Deported Edinburg DACA recipient returned to U.S. freed after detainment
A 30-year-old South Texas man was freed by federal officials Thursday after being deported earlier this year, and returned to the United States, only to be detained once again.
Before he was deported, José Contreras Díaz — whose mother raised him in the Rio Grande Valley — lived in Edinburg as a recipient of Deferred Action for Childhood Arrivals, or DACA. If approved by federal officials, DACA recipients get protection from deportation and two-year-renewable work permits as long as they keep a clean criminal record.
In a statement on Thursday, Contreras, who was most recently detained for about a week, said he is ready to move forward with his life and rejoin his 2-month-old son and wife in the Rio Grande Valley.
“I would not wish what I’ve been through on anyone. They detained me, sent me to a country I barely remember,” Contreras said. They “gave me hope — the hope that I could come home, see my family, and hold my son again. Then that hope was taken away.”
In December, Contreras received an appointment notice to an immigration office for the following month to discuss his case, he said.

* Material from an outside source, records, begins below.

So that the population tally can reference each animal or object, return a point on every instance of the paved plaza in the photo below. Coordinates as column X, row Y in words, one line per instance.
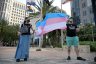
column 46, row 56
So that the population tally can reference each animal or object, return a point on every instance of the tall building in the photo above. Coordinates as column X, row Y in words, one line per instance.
column 82, row 11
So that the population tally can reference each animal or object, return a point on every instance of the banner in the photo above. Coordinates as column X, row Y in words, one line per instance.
column 52, row 21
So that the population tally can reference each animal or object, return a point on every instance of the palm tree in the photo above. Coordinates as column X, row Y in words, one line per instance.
column 54, row 36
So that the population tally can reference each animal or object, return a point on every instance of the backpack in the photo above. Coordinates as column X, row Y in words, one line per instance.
column 24, row 29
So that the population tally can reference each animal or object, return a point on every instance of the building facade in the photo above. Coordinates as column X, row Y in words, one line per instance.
column 6, row 9
column 82, row 11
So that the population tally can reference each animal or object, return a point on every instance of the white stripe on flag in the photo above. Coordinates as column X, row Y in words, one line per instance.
column 54, row 26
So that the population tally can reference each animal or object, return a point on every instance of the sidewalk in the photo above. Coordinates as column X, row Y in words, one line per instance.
column 46, row 56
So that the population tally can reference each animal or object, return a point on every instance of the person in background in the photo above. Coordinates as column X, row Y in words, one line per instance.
column 72, row 39
column 22, row 51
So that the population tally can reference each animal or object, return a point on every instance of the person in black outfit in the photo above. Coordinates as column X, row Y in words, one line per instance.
column 72, row 39
column 22, row 51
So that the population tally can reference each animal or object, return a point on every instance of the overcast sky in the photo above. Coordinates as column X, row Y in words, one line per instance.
column 65, row 7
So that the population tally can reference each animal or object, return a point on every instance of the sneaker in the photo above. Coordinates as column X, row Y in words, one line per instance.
column 17, row 60
column 68, row 58
column 25, row 59
column 80, row 58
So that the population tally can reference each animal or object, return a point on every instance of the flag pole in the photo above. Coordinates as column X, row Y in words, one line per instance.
column 41, row 37
column 62, row 35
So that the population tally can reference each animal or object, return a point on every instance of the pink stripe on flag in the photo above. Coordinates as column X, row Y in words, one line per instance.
column 55, row 20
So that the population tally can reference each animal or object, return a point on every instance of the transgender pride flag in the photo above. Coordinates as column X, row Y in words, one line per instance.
column 53, row 21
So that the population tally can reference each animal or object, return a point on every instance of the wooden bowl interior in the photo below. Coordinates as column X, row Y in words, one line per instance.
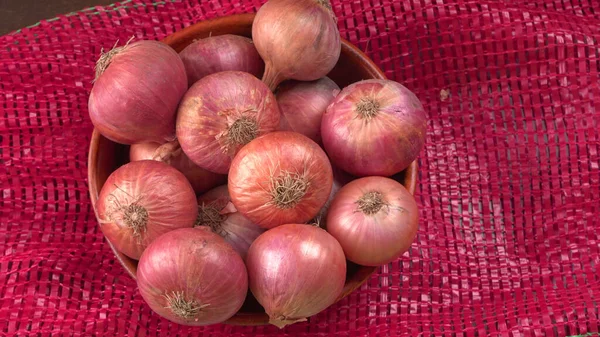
column 106, row 156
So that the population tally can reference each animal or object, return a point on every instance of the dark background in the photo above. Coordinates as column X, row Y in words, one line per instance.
column 15, row 14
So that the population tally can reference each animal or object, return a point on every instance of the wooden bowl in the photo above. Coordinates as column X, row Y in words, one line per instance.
column 106, row 156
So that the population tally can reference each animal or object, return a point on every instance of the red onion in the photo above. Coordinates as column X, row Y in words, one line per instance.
column 216, row 211
column 142, row 200
column 298, row 39
column 221, row 53
column 192, row 276
column 281, row 177
column 221, row 113
column 303, row 104
column 375, row 219
column 200, row 179
column 136, row 93
column 295, row 271
column 374, row 127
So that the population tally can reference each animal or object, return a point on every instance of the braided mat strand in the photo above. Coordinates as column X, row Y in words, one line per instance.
column 508, row 243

At the immigration office, agents arrested and deported him weeks before his son was born in late February. He said agents told him he had a deportation order since he was 8 years old.
In an interview, Contreras said that when his mother brought him and his sisters to Texas, she had turned herself in to an immigration agent at the Texas-Mexico border. She and her family were released but missed an immigration court appointment, which led to her and her children’s deportation order.

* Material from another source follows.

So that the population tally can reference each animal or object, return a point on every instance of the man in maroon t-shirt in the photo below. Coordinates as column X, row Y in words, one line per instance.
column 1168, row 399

After he was deported to Honduras, he contacted Stacy Tolchin, an immigration attorney. Tolchin sued the Trump administration, which led to a federal judge’s order to return 42-year-old Maria de Jesús Estrada Juárez, another DACA recipient, to the U.S. after being arrested at an immigration appointment and later deported.
In Contreras’ case, Tolchin wrote a letter to U.S. Immigration and Customs Enforcement, arguing that deporting Contreras was illegal because his DACA status was still valid at the time of his arrest. Tolchin included in the letter the judge's ruling in Estrada’s case, which said that deporting her was a “flagrant violation” of DACA protections.
Immigration officials notified his lawyer that they would facilitate his return. But as soon as he landed in Harlingen on April 29, immigration agents arrested him and held him in custody at the Port Isabel Detention Center.
Previously, the U.S. Department of Homeland Security, of DHS, had said the Trump administration does not recognize DACA as a “form of legal status in this country.” In the statement, DHS also said immigration agents could still deport Contreras.
“The end result will be the same — he will not be able to remain in the U.S.,” the statement released last week said. “The fact of the matter is those who are in our country illegally have a choice — they can leave the country voluntarily or be arrested and deported.”
Since returning to office, President Trump’s administration has cracked down on immigrants, including many DACA recipients.
From January 2025 to November 2025, at least 261 DACA recipients have been arrested — 75 of them in Texas. And between 86 and 174 DACA recipients have been deported, according to the U.S. Department of Homeland Security (The agency gave different figures to two different Democratic members of Congress who requested the information).